数学代写|微积分代写Calculus代写|MATH141

数学代写|微积分代写Calculus代写|Evaluating Limits by Direct Substitution

In Example 2(a) we determined that $\lim _{x \rightarrow 5} f(x)=39$, where $f(x)=2 x^2-3 x+4$. Notice that $f(5)=39$; in other words, we would have gotten the correct result simply by substituting 5 for $x$. Similarly, direct substitution provides the correct answer in part (b). The functions in Example 2 are a polynomial and a rational function, respectively, and similar use of the Limit Laws proves that direct substitution always works for such functions (see Exercises 59 and 60). We state this fact as follows.

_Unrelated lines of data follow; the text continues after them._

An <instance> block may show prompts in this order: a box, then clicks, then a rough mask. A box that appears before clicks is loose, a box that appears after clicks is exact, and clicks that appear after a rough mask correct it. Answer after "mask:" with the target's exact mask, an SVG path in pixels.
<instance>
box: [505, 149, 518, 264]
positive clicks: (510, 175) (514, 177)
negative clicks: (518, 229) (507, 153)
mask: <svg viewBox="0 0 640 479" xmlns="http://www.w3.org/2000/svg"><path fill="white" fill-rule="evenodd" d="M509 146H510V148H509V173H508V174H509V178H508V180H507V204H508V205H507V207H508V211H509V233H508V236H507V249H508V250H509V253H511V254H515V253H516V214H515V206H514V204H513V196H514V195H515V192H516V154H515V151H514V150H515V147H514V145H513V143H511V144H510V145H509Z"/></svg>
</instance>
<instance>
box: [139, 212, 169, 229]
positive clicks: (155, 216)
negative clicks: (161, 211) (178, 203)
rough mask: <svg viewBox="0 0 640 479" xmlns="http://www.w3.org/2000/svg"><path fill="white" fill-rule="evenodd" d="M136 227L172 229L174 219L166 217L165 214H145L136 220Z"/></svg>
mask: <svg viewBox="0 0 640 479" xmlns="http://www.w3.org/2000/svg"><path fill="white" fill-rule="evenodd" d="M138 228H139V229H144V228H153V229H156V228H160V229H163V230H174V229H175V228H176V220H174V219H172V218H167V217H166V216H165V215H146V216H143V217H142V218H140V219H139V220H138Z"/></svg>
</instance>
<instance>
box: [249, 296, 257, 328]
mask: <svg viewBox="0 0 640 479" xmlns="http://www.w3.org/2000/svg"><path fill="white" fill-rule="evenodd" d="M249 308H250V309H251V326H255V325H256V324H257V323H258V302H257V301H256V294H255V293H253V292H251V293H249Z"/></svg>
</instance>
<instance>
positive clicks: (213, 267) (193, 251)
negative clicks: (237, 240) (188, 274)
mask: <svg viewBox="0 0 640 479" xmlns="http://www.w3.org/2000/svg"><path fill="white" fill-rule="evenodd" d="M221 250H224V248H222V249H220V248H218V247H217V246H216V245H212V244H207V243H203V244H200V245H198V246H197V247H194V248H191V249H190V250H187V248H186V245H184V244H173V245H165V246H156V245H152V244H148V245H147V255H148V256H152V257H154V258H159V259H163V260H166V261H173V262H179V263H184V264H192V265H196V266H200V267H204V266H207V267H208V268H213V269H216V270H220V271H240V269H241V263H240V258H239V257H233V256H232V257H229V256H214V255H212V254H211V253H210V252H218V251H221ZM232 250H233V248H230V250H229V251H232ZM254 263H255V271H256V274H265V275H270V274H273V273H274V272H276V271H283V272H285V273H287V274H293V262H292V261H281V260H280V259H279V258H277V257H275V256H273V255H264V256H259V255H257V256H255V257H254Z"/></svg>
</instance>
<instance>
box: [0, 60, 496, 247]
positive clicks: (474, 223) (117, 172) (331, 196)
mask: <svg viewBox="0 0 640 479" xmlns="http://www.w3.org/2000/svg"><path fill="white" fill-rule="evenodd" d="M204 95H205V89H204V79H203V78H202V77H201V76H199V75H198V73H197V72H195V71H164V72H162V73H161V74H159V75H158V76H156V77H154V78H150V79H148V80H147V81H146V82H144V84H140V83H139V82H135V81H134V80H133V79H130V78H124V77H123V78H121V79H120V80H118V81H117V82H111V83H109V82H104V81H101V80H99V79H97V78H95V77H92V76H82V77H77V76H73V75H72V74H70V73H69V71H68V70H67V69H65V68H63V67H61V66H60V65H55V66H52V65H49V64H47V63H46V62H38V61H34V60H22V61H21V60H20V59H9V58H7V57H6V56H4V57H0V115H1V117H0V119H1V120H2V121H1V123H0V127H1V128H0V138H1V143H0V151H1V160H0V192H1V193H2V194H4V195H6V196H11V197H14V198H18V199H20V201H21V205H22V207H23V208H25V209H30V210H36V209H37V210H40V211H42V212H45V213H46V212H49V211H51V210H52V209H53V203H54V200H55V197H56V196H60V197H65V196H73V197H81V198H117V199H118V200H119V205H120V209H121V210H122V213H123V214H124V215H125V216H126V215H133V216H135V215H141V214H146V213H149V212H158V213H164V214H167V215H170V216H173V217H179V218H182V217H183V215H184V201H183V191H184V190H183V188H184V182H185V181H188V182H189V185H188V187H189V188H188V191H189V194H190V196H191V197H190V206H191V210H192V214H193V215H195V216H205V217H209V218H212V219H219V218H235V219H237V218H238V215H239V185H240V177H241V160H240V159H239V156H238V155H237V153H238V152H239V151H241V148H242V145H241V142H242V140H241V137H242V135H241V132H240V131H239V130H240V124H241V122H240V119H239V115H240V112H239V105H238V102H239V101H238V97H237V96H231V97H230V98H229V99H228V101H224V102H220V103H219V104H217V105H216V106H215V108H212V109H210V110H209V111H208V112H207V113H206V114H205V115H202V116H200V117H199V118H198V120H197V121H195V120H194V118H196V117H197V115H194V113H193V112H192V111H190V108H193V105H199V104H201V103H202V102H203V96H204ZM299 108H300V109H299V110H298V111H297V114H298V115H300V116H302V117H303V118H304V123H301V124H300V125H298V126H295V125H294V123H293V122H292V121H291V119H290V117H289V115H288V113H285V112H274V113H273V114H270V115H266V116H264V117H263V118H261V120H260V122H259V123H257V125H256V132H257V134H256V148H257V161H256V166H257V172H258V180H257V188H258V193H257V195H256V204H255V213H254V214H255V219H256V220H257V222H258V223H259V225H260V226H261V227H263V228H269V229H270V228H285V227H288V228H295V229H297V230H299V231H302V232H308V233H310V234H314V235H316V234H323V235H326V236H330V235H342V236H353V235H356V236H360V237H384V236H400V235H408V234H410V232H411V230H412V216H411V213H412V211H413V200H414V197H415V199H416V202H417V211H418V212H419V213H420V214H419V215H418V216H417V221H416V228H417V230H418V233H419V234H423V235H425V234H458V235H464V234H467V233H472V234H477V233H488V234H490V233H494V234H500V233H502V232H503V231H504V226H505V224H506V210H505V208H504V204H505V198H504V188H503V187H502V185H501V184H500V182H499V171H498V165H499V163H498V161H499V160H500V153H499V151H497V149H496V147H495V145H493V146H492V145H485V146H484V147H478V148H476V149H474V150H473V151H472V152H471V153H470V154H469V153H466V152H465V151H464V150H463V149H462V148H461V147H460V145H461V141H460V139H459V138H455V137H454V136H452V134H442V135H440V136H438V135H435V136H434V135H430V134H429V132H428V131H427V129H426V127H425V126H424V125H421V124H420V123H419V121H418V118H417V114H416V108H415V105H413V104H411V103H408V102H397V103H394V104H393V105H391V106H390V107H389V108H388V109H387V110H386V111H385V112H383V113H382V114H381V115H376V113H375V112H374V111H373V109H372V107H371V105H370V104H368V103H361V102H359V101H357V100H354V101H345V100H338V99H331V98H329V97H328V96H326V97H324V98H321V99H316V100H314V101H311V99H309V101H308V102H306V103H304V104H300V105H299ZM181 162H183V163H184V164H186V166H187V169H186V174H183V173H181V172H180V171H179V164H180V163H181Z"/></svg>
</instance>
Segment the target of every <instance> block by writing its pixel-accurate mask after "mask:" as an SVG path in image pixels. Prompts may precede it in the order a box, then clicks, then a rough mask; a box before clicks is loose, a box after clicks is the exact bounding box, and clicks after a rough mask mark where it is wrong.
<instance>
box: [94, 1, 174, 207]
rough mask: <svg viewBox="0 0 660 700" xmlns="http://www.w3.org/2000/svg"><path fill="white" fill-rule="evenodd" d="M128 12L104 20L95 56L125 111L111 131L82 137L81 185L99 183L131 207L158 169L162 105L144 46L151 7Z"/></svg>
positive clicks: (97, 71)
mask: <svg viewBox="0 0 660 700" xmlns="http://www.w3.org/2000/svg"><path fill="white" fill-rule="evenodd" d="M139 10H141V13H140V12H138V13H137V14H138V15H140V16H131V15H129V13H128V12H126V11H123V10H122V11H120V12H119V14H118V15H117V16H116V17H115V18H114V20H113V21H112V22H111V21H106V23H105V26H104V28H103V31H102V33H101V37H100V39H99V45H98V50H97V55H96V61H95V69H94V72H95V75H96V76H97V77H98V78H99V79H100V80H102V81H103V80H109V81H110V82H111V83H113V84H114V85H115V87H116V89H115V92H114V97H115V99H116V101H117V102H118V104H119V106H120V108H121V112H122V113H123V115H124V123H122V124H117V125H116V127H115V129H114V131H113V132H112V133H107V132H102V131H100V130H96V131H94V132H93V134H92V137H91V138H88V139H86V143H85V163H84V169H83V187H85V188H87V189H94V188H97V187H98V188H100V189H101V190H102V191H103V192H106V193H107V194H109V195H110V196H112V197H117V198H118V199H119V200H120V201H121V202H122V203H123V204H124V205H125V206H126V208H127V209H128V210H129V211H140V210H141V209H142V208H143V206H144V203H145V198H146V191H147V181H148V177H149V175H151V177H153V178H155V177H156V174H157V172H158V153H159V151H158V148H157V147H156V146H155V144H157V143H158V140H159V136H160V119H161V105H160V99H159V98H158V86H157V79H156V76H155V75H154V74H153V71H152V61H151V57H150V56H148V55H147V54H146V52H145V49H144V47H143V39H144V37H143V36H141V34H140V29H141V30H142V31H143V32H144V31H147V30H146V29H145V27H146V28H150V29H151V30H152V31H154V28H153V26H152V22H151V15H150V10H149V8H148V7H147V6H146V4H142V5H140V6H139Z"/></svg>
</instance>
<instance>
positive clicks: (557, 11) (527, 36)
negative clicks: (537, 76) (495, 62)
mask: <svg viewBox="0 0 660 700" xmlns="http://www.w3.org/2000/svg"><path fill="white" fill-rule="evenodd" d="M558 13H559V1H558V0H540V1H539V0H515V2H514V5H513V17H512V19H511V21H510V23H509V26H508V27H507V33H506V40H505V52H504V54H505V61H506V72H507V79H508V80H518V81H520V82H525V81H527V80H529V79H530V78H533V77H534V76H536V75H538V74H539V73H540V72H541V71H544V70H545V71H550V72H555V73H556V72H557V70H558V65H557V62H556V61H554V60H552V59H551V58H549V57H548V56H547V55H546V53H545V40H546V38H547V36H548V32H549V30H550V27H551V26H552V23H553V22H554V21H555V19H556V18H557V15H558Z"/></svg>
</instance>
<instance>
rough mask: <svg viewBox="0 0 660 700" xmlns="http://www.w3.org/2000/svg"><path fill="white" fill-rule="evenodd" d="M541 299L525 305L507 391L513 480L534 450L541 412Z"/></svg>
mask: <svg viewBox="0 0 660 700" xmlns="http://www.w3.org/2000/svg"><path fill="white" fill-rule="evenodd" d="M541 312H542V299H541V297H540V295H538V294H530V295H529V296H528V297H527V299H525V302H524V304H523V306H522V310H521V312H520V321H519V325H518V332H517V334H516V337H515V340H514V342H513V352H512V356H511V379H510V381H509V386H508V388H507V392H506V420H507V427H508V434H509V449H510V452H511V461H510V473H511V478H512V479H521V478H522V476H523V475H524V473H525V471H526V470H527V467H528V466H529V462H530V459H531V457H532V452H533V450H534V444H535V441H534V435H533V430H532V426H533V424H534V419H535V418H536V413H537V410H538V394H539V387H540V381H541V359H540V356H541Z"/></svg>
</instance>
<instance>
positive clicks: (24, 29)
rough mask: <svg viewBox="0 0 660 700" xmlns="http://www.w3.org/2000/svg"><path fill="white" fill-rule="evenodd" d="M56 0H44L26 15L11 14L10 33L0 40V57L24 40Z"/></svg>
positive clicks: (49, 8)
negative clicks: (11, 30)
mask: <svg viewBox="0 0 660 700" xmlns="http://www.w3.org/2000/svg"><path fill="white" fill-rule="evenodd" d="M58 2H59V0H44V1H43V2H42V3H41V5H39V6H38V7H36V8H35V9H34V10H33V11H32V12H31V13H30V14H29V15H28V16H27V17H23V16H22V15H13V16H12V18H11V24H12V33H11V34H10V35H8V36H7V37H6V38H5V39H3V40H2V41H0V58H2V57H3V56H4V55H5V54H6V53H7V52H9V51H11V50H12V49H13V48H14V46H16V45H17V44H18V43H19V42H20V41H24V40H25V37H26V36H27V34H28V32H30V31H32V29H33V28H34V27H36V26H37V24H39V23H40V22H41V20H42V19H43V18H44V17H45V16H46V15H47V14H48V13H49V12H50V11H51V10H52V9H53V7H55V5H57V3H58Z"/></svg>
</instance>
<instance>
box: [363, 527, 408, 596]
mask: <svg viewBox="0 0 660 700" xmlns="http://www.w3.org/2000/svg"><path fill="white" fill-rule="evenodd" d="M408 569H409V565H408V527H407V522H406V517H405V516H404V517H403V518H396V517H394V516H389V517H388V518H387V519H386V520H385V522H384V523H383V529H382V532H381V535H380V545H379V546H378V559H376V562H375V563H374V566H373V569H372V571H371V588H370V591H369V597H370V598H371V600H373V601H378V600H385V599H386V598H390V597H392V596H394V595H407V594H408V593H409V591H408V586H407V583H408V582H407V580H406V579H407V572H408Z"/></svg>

Functions that have the Direct Substitution Property are called continuous at $a$ and will be studied in Section 2.5. However, not all limits can be evaluated initially by direct substitution, as the following examples show.
EXAMPLE 3 Find $\lim {x \rightarrow 1} \frac{x^2-1}{x-1}$ SOLUTION Let $f(x)=\left(x^2-1\right) /(x-1)$. We can’t find the limit by substituting $x=1$ because $f(1)$ isn’t defined. Nor can we apply the Quotient Law, because the limit of the denominator is 0 . Instead, we need to do some preliminary algebra. We factor the numerator as a difference of squares: $$\frac{x^2-1}{x-1}=\frac{(x-1)(x+1)}{x-1}$$ The numerator and denominator have a common factor of $x-1$. When we take the limit as $x$ approaches 1 , we have $x \neq 1$ and so $x-1 \neq 0$. Therefore we can cancel the common factor, $x-1$, and then compute the limit by direct substitution as follows: \begin{aligned} \lim {x \rightarrow 1} \frac{x^2-1}{x-1} &=\lim {x \rightarrow 1} \frac{(x-1)(x+1)}{x-1} \ &=\lim {x \rightarrow 1}(x+1)=1+1=2 \end{aligned}
The limit in this example arose in Example 2.1.1 in finding the tangent to the parabola $y=x^2$ at the point $(1,1)$.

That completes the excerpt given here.